Started by July 27, 2004 05:54 AM
10 comments, last by Brother Bob 20 years, 4 months ago
now THAT was the answer I was looking for. Ive been trying for hours to find something somewhere that gives better official detail about what exactly glFlush() does. To me what you just said makes the most sence.

So, by your understanding, would you say im right in assuming there is a default wait period of some kind? I mean if the GPU executed every command/function as it was passed there would be no need for glFlush(). So then it must be waiting for some reason right?

Or is 8 hours of watch getting to me head again?
C_C(Enter witty/insightful/profound remark here...)
Quote: Original post by McCLaw
Well in that case, I would use glFlush only when doing multiple render passes (Render to texture, or whatever), so that you are sure that your buffer contains the correct image...

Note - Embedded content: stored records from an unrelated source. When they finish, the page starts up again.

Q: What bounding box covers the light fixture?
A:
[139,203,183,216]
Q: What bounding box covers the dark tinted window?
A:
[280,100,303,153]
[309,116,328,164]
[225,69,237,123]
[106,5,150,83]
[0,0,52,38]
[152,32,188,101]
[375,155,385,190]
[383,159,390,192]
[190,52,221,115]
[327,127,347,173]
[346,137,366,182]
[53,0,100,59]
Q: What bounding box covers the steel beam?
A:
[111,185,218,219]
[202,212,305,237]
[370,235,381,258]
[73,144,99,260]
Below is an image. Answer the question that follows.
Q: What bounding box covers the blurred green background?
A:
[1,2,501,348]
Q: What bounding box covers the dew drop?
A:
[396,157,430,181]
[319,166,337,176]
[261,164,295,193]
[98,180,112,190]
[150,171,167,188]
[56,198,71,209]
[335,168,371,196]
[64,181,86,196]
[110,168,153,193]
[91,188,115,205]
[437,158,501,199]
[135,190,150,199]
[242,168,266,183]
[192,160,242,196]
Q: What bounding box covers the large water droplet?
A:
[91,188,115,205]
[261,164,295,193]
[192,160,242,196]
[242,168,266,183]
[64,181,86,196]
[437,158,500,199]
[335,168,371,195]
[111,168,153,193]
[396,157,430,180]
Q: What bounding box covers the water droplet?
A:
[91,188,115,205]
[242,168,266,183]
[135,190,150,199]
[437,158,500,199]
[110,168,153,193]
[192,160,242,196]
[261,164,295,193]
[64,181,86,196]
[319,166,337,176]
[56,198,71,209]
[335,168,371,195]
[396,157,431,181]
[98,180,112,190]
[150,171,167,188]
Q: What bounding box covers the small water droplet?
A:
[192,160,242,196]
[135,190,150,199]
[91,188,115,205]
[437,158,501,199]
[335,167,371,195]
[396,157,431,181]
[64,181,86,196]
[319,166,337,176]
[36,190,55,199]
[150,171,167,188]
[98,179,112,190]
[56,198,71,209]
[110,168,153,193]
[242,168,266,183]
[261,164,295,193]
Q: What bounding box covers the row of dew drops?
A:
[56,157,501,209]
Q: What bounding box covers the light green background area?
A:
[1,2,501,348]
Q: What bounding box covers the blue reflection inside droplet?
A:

OpenGL guarantees that commands are executed in exactly the same order as they are issued, and no commands that requires feedback is started before all previous commands have finished executing. You don't need glFLush to make sure that the buffer is in the correct state, OpenGL already guarantees that.
Quote: Original post by Cannibal_Coder
So, by your understanding, would you say im right in assuming there is a default wait period of some kind? I mean if the GPU executed every command/function as it was passed there would be no need for glFlush(). So then it must be waiting for some reason right?

As commands are issued, the specification allows them to be placed in a queue or buffer, waiting to be executed "as the driver sees fit", so to speak. There is no waiting time or so, commands are executed when the driver wants to. That means that if there's a sudden stop in commands being fed to OpenGL, the buffer may not ever be flushed, unless you tell it to, either by using glFlush or glFinish. Try it if you want and see how your driver handles it. Make a program doing single buffered rendering and draw a few triangles, and at the end, stop the rendering without performing a flush, and make sure you don't update anything (if you like, just pause the program). On my computer, nothing shows up until I call glFlush, meaning there's no time until the buffer is flushed automatically or so. If commands are not allowed to be buffered, then these commands would be useless, yes.

I see no reason to use either glFlush or glFinish, unless you're benchmarking (as lonestock said) or doing single buffered rendering.